宿の予約を取るため、京都に電話をかける。あ、もしもし?予約を取りたいんですがー、と学生丸出し声で電話をかける。携帯電話番号、名前、何名かを定型通り伝え終わる頃には「ううむ、やはり向こうは京都訛りなのだなあ」と妙なところで感心していた。075という市外局番を繋げた電話線の向こうは既に敵地である。
 僕は京都訛りは音として好きなのだが、会話形態としては苦手である。というのは、京都の人というのは本意を婉曲的に伝えてくる傾向があるせいである。友達付き合いとなると別なのかもしれないが、こと社交的な会話となると原則的には関東から出たことのない精神的ヒキコモリの僕には理解不能な世界に突入する。去年・今年と都合二回ほど任天堂の面接を受けたのだが、あそこの面接は本拠地を京都に構えているだけあって、かなり特殊だ。面接はお決まりの質問から始まって、たまに脱線もし、かなり雰囲気のいいままに終わる。みんなの就職活動日記などのログを読んでみても、たいがいが「いい雰囲気でした^^」に近いコメントを残している。なので、「ムムム、これは好感触」などと浮かれていると、いつまでも来ない連絡にがっくりくることになる。面接官は腹の中では学生を切り捨てておいて、それでいて表情はにこやかに談笑を仕掛けてくるのである。関東の会社はそういうときは表情がピクリと動く。部屋の空気が露骨に下がる。単純な関東人からすれば、京都の人間は妖怪である。関西弁は絶対他言語には翻訳できない。きっと使用者の共有する背景が多すぎるのだ。
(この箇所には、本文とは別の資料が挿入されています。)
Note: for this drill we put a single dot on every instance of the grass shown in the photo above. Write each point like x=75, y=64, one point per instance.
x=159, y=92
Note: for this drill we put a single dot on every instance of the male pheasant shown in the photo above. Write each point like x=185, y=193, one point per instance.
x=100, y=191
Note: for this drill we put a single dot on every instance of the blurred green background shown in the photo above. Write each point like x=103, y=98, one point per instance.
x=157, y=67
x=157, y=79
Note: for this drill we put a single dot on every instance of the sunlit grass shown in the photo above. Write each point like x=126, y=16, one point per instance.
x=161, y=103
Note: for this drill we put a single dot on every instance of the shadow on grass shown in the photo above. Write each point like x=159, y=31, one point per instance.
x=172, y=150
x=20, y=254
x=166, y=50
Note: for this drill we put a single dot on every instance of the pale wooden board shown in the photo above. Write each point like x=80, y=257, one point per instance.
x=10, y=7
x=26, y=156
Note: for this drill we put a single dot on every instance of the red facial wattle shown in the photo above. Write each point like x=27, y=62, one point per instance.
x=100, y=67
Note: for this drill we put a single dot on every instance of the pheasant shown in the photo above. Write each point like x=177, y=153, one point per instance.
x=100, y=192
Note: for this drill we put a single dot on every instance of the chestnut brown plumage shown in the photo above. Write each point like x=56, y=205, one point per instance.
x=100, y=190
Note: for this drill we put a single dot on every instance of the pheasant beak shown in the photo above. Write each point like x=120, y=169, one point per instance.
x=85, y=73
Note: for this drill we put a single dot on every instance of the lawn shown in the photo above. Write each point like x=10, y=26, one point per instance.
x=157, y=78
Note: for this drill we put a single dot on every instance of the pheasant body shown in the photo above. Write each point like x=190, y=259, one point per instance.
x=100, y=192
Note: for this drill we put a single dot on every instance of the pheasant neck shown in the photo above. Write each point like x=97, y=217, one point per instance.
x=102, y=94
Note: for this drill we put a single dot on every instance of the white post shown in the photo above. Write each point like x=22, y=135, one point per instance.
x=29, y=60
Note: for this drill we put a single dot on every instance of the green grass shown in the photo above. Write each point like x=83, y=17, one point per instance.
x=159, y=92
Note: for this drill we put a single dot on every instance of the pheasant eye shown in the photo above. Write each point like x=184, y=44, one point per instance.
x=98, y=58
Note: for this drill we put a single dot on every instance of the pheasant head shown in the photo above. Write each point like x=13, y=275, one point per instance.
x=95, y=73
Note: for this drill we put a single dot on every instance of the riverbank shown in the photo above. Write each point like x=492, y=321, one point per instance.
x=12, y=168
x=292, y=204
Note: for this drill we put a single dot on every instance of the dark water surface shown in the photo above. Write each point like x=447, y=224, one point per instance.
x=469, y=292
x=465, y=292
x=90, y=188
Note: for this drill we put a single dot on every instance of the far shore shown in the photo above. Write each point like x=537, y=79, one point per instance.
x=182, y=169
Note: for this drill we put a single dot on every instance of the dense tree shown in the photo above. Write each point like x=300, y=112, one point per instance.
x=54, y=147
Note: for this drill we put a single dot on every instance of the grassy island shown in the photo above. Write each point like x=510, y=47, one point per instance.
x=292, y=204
 今回の電話も例に漏れず、最後に聞かれたのは「京都に着くのは何時ごろですか」というもので、これが真に問うているのは「つまり何時ごろ宿に着くんじゃワレェ」ということであり、「午前中には京都に着きますよワハハ」などと何も考えずに答えてしまった僕は電話の向こう側で「それくらい察しろよこの関東人め」と舌打ちされているに違いないのである。今回ネットで検索してみて、京都市内にゲストハウスが多数存在していることを知ったけれども、はたして京都人が英語を使うとき、どんな表現になるのだろうか。そしてそれは外国人に通じるのか?
 京都に行くのは初めてだけど、色々と苦労しそうだ。おいでやす京都、なんていうけれど、ほんとは何企んでるのかさっぱりなのだ。